Since these are still early days for mobile wallet and consumers are still feeling out the space, several banks are opting to offer both their own brand of mobile wallet, as well as ones developed by a third-party technology developer. As Capital One’s Moreton says, “a third-party wallet offers multiple payment instruments and the potential for more integration with merchant loyalty, including coupons and special offers.” The debut of the Capital One Wallet last fall, Moreton says, was aligned with the bank’s integration with both Apple Pay and the bank’s own rewards program, which enables customers to use points for purchases within the wallet.

Going forward, bankers expect to see more competition and much more growth before the market for mobile wallet consolidates. Allied Market Research of Portland, Ore., estimates that the global mobile wallet market is expected to grow 127.5% from 2012 to 2020, with seven out of 10 smartphone users willing to embrace mobile payments.

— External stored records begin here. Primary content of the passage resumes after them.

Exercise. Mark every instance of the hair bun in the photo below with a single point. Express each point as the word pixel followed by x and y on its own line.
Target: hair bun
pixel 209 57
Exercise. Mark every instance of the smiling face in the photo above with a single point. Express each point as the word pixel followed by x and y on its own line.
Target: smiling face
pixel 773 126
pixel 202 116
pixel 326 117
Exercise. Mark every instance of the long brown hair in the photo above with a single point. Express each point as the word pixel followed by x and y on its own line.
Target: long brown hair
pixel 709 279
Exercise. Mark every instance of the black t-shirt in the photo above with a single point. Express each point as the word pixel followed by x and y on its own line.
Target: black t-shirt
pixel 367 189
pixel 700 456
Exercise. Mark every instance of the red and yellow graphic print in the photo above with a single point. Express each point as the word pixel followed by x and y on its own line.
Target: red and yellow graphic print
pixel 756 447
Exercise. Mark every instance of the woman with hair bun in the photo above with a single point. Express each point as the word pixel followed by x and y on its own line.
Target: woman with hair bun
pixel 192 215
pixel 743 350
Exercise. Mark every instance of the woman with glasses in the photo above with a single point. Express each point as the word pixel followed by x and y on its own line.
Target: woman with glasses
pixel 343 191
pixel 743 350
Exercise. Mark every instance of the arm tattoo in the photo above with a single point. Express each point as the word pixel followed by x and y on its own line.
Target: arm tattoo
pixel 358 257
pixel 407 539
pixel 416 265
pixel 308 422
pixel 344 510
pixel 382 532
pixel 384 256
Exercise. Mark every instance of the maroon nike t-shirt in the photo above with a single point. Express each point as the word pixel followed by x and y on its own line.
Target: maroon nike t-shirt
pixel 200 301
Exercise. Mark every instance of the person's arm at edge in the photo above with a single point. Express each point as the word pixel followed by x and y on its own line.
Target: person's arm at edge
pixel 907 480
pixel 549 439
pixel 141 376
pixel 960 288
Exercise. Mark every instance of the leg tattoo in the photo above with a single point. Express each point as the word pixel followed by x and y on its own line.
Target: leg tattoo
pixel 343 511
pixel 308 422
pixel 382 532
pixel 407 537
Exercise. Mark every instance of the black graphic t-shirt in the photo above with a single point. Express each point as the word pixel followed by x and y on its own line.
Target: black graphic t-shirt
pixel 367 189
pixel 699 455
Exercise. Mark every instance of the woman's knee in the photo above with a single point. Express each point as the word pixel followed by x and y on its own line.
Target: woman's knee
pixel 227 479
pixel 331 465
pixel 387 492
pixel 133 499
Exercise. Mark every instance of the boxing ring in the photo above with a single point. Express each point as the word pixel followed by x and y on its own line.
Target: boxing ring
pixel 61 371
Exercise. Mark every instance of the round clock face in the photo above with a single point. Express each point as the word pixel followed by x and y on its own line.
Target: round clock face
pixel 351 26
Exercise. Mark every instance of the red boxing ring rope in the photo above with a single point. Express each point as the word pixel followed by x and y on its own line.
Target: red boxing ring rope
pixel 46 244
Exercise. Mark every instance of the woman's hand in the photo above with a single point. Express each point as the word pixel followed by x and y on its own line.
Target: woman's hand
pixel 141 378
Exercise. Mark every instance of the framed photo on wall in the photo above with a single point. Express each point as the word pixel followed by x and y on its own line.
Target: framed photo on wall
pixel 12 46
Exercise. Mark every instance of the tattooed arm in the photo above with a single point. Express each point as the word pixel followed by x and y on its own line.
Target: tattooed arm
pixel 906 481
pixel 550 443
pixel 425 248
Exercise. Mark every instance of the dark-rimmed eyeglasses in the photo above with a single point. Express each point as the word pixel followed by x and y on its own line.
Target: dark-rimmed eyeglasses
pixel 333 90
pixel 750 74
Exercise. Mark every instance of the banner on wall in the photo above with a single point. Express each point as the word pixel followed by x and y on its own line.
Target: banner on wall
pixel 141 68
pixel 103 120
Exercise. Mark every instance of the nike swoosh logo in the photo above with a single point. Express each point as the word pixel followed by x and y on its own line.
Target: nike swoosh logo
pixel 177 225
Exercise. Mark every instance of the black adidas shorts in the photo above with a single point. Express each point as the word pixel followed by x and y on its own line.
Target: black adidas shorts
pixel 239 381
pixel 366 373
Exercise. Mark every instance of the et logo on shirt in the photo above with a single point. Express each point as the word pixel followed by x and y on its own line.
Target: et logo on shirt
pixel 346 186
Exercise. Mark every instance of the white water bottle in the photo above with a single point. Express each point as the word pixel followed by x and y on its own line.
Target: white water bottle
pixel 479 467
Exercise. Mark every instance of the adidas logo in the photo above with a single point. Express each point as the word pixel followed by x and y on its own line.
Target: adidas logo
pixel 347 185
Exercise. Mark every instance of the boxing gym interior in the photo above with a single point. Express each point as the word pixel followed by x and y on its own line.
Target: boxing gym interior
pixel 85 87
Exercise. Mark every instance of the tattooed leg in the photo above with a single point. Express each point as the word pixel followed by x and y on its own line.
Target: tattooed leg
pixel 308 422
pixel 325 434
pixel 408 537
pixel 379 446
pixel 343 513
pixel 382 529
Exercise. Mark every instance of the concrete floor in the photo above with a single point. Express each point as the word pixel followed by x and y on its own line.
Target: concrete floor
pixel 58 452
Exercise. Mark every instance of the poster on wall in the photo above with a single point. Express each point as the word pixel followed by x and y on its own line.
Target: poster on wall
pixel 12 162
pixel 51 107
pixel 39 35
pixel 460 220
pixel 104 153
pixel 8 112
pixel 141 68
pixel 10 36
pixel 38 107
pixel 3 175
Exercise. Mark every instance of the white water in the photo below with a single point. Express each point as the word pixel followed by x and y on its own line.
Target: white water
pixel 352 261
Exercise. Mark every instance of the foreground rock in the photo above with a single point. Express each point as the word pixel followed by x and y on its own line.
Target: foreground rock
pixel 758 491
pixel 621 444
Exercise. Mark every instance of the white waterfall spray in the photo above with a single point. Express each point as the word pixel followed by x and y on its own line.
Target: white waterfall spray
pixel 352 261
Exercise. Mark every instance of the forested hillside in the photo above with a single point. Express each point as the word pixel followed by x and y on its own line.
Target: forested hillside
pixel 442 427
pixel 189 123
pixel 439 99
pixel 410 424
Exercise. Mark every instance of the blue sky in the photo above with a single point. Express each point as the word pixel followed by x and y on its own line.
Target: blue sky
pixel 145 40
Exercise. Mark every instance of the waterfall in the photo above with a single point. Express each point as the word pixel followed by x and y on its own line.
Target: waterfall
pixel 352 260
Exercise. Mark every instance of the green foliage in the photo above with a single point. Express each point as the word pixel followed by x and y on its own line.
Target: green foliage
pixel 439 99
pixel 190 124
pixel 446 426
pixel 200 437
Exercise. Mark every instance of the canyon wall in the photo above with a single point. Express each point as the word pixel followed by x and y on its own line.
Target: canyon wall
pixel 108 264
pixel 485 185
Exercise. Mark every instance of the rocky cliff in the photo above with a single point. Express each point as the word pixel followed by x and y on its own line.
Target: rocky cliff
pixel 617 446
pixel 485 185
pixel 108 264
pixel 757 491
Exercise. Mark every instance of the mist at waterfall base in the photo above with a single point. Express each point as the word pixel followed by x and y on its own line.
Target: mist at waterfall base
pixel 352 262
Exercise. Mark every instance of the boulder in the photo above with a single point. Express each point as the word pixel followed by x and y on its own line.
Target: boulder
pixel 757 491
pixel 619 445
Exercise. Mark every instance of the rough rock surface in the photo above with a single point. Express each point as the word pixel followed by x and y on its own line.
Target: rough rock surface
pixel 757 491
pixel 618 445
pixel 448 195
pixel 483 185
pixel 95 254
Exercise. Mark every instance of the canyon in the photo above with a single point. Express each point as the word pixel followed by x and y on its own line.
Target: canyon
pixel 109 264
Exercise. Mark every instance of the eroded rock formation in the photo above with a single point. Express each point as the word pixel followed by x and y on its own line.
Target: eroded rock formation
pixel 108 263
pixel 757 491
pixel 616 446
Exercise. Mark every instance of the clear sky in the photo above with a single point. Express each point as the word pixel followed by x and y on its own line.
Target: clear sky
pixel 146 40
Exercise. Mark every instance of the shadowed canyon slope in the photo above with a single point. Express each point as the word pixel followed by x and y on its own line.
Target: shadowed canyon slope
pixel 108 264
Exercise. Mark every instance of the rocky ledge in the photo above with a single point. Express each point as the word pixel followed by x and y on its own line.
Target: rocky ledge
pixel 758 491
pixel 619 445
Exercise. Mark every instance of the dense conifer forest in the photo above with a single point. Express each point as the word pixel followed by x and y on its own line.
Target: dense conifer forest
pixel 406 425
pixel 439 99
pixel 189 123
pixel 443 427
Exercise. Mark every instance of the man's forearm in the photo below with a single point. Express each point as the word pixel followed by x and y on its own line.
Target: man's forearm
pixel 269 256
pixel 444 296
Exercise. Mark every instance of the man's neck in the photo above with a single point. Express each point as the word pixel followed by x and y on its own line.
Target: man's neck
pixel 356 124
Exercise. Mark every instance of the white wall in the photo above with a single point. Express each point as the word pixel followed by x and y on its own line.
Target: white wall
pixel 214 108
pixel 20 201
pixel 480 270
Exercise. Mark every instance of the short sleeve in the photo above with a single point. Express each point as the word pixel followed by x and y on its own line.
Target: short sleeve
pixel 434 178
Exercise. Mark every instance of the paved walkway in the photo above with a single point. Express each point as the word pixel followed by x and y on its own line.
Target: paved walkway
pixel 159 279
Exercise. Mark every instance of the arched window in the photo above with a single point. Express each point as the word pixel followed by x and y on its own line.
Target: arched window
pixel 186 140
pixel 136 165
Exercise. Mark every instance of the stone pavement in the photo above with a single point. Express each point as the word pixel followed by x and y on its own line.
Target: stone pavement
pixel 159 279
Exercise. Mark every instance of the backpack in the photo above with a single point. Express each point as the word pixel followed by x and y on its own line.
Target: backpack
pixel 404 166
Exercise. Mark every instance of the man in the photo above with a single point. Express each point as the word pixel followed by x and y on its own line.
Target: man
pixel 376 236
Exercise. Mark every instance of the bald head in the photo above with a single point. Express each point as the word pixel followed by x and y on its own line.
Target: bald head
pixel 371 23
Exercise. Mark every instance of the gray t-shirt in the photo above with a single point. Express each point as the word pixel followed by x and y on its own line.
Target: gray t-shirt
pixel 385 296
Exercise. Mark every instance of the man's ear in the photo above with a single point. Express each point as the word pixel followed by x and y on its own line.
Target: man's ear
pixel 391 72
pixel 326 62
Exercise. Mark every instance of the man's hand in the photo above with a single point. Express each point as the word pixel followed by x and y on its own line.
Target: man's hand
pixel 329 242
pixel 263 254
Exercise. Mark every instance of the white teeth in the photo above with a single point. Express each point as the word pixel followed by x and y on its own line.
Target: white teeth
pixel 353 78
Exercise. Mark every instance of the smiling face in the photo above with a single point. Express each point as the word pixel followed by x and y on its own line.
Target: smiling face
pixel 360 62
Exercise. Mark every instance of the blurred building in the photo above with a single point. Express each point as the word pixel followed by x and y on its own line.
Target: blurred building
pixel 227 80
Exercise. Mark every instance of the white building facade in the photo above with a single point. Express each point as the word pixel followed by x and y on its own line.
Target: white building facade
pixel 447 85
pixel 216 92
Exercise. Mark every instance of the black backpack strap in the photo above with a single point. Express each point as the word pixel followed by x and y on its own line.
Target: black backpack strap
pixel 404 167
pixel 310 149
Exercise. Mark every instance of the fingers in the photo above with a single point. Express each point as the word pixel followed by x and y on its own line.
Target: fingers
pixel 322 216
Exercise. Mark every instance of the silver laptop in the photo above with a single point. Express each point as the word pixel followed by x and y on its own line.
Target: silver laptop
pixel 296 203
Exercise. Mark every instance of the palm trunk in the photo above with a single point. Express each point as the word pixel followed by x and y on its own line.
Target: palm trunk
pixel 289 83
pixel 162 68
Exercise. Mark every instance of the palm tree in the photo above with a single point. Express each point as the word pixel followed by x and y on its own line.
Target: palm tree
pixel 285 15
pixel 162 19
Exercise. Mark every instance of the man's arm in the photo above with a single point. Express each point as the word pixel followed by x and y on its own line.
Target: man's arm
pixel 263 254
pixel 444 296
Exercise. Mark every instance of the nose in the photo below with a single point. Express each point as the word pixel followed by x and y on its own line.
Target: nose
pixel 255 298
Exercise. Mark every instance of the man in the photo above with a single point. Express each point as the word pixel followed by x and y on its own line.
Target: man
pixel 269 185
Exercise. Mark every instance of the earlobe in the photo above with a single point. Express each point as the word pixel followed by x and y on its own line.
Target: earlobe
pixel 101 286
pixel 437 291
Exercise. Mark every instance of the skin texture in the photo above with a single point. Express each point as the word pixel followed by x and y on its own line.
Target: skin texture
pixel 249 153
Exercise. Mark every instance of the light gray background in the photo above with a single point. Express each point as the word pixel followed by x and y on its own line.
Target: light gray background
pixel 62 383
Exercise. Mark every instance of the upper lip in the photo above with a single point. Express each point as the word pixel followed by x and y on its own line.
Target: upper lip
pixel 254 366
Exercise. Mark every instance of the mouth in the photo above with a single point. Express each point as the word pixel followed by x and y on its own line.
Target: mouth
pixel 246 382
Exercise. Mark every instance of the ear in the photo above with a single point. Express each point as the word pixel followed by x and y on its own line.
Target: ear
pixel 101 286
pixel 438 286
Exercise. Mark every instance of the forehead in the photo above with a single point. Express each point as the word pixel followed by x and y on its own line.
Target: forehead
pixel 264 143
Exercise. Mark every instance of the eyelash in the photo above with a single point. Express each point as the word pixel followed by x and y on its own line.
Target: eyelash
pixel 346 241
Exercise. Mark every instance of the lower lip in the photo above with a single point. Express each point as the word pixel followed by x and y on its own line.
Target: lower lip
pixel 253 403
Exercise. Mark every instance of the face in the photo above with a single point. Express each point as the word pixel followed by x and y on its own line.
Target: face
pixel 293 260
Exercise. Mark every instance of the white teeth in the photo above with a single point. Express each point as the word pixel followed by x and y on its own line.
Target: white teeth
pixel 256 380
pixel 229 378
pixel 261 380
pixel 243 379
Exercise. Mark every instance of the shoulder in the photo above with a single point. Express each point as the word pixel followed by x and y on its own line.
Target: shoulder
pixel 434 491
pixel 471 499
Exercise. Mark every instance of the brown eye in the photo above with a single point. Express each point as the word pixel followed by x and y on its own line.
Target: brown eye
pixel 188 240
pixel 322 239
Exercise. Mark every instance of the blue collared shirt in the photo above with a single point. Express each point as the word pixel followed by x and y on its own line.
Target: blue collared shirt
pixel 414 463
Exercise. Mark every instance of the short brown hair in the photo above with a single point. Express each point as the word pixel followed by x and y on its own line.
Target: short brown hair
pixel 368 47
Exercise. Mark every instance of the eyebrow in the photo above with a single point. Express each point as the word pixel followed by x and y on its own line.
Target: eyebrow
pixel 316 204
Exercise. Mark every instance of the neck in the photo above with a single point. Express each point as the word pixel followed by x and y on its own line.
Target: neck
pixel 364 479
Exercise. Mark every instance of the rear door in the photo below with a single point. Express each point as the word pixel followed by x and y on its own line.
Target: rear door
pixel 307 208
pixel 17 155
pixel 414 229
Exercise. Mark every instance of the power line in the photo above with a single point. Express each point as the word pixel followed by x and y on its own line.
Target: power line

Industry insiders also foresee this digital payments technology popping up on other wireless or NFC-enabled gadgets and wearables. Case in point: RBC late last year already began testing its own PayBand options. The wristband, developed with Toronto-based technology firm Bionym, authenticates users by their heartbeat when they want to pay. “The revenue streams here are small,” says Bornstein, “but they allow us the ability to bring relevancy and top-of-wallet when customers can so quickly choose RBC to pay.”

Ms. Hoffman is a contributing writer to BAI Banking Strategies based in Seattle.